An American Influencer Who Tweeted About Moving To Bali During A Pandemic Is Being Deported

Bali

An American travel influencer, who went viral on Twitter last week for plugging her e-book about moving to Bali during a pandemic, is being deported from Indonesia for allegedly violating her visitor-stay permit.

Kristen Gray and her girlfriend Saundra originally relocated to Bali for six months in early 2020 because they were tired of being “broke [and] struggling to find work.”

“I also wanted to get out of survival mode and tap into how I could THRIVE,” Gray tweeted.

Gray said living in Bali had been amazing because of their “elevated lifestyle at a much lower cost of living.” She had been paying USD$1,300 in rent in LA, compared to USD$400 in Bali.

“Being a digital nomad is everything, I was able to successfully transition my graphic design business on road. I work 100% for myself; in the beginning it was challenging but I’ve grown up so much as an entrepreneur,” she tweeted.

Gray described Bali as “the perfect medicine” to cure her American life, and praised the island for its “safety, low cost of living, luxury lifestyle, [and] queer friendly and Black in Bali community.”

So when COVID-19 halted the world, Gray and Saundra decided to stay.

At the end of the Twitter thread, Gray shared a link to their eBook, Our Bali Life Is Yours, which they sold for USD$30.
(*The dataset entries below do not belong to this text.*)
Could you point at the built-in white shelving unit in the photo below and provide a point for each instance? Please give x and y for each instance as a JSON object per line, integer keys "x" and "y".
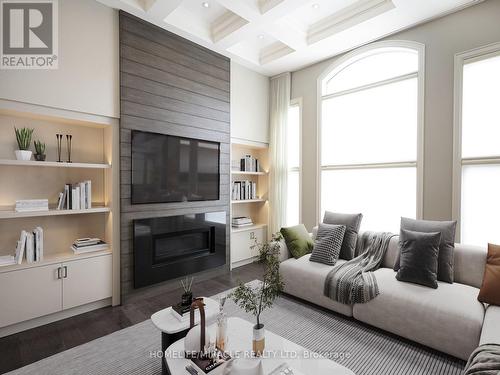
{"x": 243, "y": 238}
{"x": 54, "y": 164}
{"x": 64, "y": 283}
{"x": 11, "y": 214}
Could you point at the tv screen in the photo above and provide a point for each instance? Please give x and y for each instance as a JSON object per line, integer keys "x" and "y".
{"x": 166, "y": 169}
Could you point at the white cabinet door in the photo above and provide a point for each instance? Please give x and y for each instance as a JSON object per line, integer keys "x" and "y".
{"x": 242, "y": 242}
{"x": 29, "y": 293}
{"x": 87, "y": 280}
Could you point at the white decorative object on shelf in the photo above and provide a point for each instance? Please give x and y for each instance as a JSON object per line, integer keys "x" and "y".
{"x": 23, "y": 154}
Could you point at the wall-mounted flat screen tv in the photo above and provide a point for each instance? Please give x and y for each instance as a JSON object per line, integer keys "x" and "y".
{"x": 167, "y": 169}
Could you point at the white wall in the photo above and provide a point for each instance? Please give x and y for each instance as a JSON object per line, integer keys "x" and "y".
{"x": 88, "y": 77}
{"x": 249, "y": 104}
{"x": 470, "y": 28}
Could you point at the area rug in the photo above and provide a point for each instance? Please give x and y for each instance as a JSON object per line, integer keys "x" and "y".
{"x": 364, "y": 350}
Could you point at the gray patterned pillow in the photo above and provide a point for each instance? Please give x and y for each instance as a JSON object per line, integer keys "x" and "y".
{"x": 328, "y": 243}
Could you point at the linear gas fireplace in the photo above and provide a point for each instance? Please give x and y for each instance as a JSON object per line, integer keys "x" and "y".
{"x": 174, "y": 246}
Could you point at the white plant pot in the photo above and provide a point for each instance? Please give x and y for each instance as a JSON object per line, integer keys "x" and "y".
{"x": 23, "y": 154}
{"x": 259, "y": 339}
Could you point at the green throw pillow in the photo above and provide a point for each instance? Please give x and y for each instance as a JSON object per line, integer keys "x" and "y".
{"x": 297, "y": 240}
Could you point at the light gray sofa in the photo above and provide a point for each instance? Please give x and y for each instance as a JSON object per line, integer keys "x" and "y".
{"x": 449, "y": 319}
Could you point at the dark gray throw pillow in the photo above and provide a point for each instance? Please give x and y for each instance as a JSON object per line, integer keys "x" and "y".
{"x": 446, "y": 246}
{"x": 351, "y": 223}
{"x": 327, "y": 244}
{"x": 419, "y": 257}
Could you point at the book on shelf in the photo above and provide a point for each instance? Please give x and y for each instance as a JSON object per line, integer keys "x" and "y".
{"x": 88, "y": 245}
{"x": 182, "y": 312}
{"x": 30, "y": 246}
{"x": 239, "y": 222}
{"x": 7, "y": 260}
{"x": 243, "y": 190}
{"x": 76, "y": 196}
{"x": 29, "y": 205}
{"x": 249, "y": 164}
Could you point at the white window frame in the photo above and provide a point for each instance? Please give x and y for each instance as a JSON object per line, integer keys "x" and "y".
{"x": 297, "y": 102}
{"x": 476, "y": 54}
{"x": 419, "y": 164}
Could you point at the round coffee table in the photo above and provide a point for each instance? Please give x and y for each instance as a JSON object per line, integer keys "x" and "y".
{"x": 172, "y": 329}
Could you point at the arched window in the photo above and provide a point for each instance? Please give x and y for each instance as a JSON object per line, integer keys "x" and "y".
{"x": 370, "y": 124}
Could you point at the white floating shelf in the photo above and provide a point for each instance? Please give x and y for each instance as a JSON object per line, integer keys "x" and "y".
{"x": 54, "y": 258}
{"x": 11, "y": 214}
{"x": 249, "y": 173}
{"x": 247, "y": 228}
{"x": 249, "y": 201}
{"x": 33, "y": 163}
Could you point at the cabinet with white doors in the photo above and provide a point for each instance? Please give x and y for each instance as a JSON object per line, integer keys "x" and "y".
{"x": 47, "y": 288}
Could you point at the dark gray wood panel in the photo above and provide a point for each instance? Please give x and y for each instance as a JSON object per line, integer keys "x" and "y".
{"x": 145, "y": 70}
{"x": 139, "y": 95}
{"x": 169, "y": 85}
{"x": 163, "y": 89}
{"x": 168, "y": 60}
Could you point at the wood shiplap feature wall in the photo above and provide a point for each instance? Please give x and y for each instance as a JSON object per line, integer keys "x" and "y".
{"x": 169, "y": 85}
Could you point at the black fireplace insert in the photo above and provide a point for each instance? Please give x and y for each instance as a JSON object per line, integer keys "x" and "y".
{"x": 169, "y": 247}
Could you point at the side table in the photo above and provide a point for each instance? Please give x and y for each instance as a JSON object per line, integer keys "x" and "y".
{"x": 172, "y": 329}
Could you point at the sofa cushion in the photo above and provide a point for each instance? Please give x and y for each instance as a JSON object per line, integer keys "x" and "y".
{"x": 306, "y": 280}
{"x": 490, "y": 288}
{"x": 297, "y": 240}
{"x": 448, "y": 319}
{"x": 351, "y": 223}
{"x": 327, "y": 244}
{"x": 491, "y": 326}
{"x": 418, "y": 258}
{"x": 446, "y": 247}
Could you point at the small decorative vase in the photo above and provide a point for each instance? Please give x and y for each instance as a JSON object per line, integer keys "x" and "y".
{"x": 221, "y": 333}
{"x": 187, "y": 299}
{"x": 39, "y": 157}
{"x": 23, "y": 154}
{"x": 259, "y": 339}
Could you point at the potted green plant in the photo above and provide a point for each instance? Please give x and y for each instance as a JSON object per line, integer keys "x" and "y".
{"x": 23, "y": 137}
{"x": 256, "y": 299}
{"x": 40, "y": 151}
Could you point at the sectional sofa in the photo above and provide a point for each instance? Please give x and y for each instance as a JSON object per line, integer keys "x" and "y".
{"x": 449, "y": 319}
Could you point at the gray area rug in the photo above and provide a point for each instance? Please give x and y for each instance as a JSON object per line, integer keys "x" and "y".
{"x": 362, "y": 349}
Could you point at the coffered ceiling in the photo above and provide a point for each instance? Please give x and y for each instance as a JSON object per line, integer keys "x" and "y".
{"x": 273, "y": 36}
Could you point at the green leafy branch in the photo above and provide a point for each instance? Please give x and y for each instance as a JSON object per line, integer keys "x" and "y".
{"x": 255, "y": 300}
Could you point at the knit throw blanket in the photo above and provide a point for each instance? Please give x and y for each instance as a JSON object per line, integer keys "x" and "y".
{"x": 354, "y": 281}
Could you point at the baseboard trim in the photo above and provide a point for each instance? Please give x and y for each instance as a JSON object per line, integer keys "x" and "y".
{"x": 243, "y": 262}
{"x": 37, "y": 322}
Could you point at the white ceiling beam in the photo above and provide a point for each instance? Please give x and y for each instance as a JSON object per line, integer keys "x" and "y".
{"x": 353, "y": 15}
{"x": 274, "y": 52}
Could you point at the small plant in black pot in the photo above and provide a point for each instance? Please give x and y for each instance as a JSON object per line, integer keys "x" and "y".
{"x": 187, "y": 296}
{"x": 40, "y": 151}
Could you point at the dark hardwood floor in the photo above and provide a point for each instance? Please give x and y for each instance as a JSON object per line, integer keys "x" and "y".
{"x": 32, "y": 345}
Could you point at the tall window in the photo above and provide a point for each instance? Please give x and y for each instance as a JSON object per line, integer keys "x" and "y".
{"x": 369, "y": 136}
{"x": 293, "y": 144}
{"x": 477, "y": 146}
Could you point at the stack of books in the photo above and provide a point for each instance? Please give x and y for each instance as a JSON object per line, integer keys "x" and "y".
{"x": 182, "y": 312}
{"x": 29, "y": 205}
{"x": 243, "y": 190}
{"x": 30, "y": 246}
{"x": 76, "y": 196}
{"x": 249, "y": 164}
{"x": 88, "y": 245}
{"x": 241, "y": 221}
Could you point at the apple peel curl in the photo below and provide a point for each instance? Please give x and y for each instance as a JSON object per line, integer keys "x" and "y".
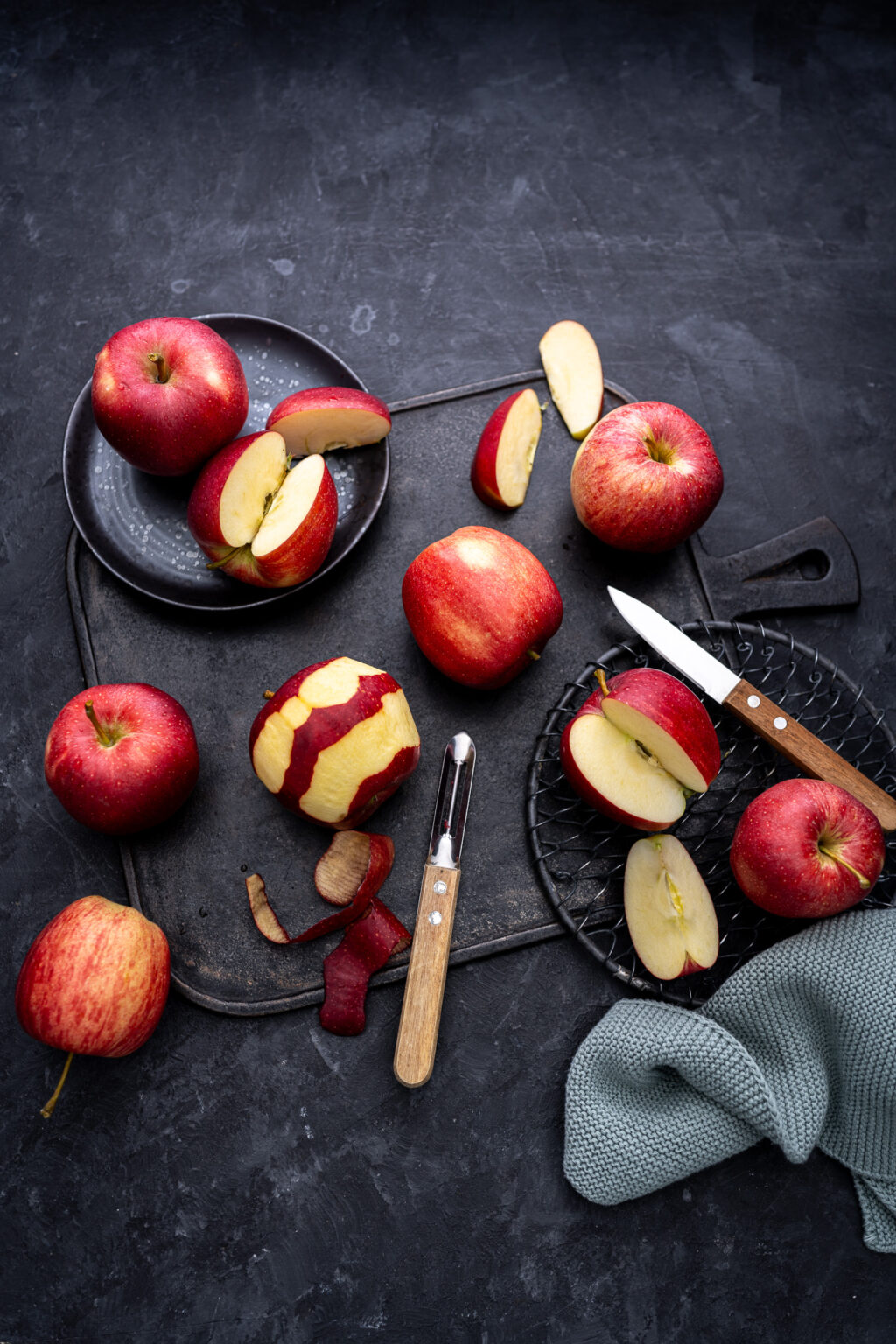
{"x": 348, "y": 875}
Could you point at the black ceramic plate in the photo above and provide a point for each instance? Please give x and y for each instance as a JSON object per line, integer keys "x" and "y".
{"x": 136, "y": 524}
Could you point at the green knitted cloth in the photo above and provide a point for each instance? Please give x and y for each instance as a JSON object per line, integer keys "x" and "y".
{"x": 798, "y": 1046}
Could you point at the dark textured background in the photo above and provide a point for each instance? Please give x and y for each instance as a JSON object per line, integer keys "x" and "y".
{"x": 426, "y": 190}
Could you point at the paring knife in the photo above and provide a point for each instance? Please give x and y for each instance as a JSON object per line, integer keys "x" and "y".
{"x": 794, "y": 742}
{"x": 418, "y": 1028}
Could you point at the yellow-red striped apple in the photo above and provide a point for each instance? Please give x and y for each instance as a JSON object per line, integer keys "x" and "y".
{"x": 167, "y": 393}
{"x": 121, "y": 757}
{"x": 335, "y": 742}
{"x": 805, "y": 848}
{"x": 480, "y": 605}
{"x": 645, "y": 478}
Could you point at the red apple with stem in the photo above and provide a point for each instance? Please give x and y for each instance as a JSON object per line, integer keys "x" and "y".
{"x": 645, "y": 478}
{"x": 318, "y": 420}
{"x": 167, "y": 393}
{"x": 506, "y": 452}
{"x": 480, "y": 605}
{"x": 258, "y": 521}
{"x": 94, "y": 982}
{"x": 639, "y": 747}
{"x": 806, "y": 848}
{"x": 121, "y": 757}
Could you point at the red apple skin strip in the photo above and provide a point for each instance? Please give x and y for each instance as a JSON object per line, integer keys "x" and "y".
{"x": 349, "y": 875}
{"x": 367, "y": 945}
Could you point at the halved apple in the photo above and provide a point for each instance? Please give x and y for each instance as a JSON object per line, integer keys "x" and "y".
{"x": 506, "y": 453}
{"x": 639, "y": 747}
{"x": 669, "y": 912}
{"x": 258, "y": 521}
{"x": 318, "y": 420}
{"x": 572, "y": 368}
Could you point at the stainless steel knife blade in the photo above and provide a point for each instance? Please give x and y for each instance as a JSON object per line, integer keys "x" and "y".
{"x": 766, "y": 718}
{"x": 424, "y": 987}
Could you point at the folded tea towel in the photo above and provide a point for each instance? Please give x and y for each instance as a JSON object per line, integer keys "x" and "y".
{"x": 798, "y": 1046}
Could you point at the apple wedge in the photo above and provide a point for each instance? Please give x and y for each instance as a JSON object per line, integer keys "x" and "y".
{"x": 506, "y": 452}
{"x": 669, "y": 912}
{"x": 572, "y": 368}
{"x": 639, "y": 747}
{"x": 318, "y": 420}
{"x": 258, "y": 521}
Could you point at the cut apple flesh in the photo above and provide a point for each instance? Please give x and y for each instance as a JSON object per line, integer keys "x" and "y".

“It’s a guide breaking down how we did it and how you can do it too,” Gray tweeted at the time.

It includes direct links to visa agents, and information “on getting into Indonesia during COVID.”

She also reportedly offered paid consultations on travelling to Bali in the middle of a pandemic.

Twitter / @kristentootie, via @gastricslut.

Twitter / @kristentootie, via @gastricslut.

While Gray’s story appealed to some of her followers, it also sparked a lot of backlash particularly among Indonesians. Many tweeted their concern, criticising Gray for encouraging foreigners to travel to a country already struggling with its coronavirus situation, and for glamourising Bali.

In June of last year, locals raged after a yoga retreat popular with foreigners held a 100-person chanting event with no masks or social-distancing measures, and lied about it.

In a statement obtained by Balinese news outlet Coconuts, the Ministry of Law and Human Rights conducted an investigation and found Gray had violated a number of immigration laws.

“The concerned foreign national is suspected to have done business by selling her e-book and putting up consultation fees on traveling to Bali, which means she can be subject to sanctions according to the 2011 Immigration Law,” the statement read.

She is also suspected of “spreading information that could unsettle the public”, by encouraging people to travel to the country during a pandemic and for suggesting that Bali is queer-friendly.

While parts of Bali may be queer-friendly, it was only last year that politicians in the Indonesian capital of Jakarta shopped around an archaic bill that would force LGBTQI+ people to “seek treatment at rehabilitation centres”.

Gray was in Indonesia under a visitor-stay permit until January 24, however authorities have decided to deport her.

As of yesterday, January 19, Gray is currently detained at the Immigration Detention Centre in Denpasar to await the next available flight to the United States.

Speaking briefly to the media, she said: “I am not guilty, I have not overstayed my visa, I have not made money in Indonesian rupiah in Indonesia. I put out a statement about LGBT and I’m being deported because of LGBT.”

Gray has since set her social media accounts to private, or removed them entirely.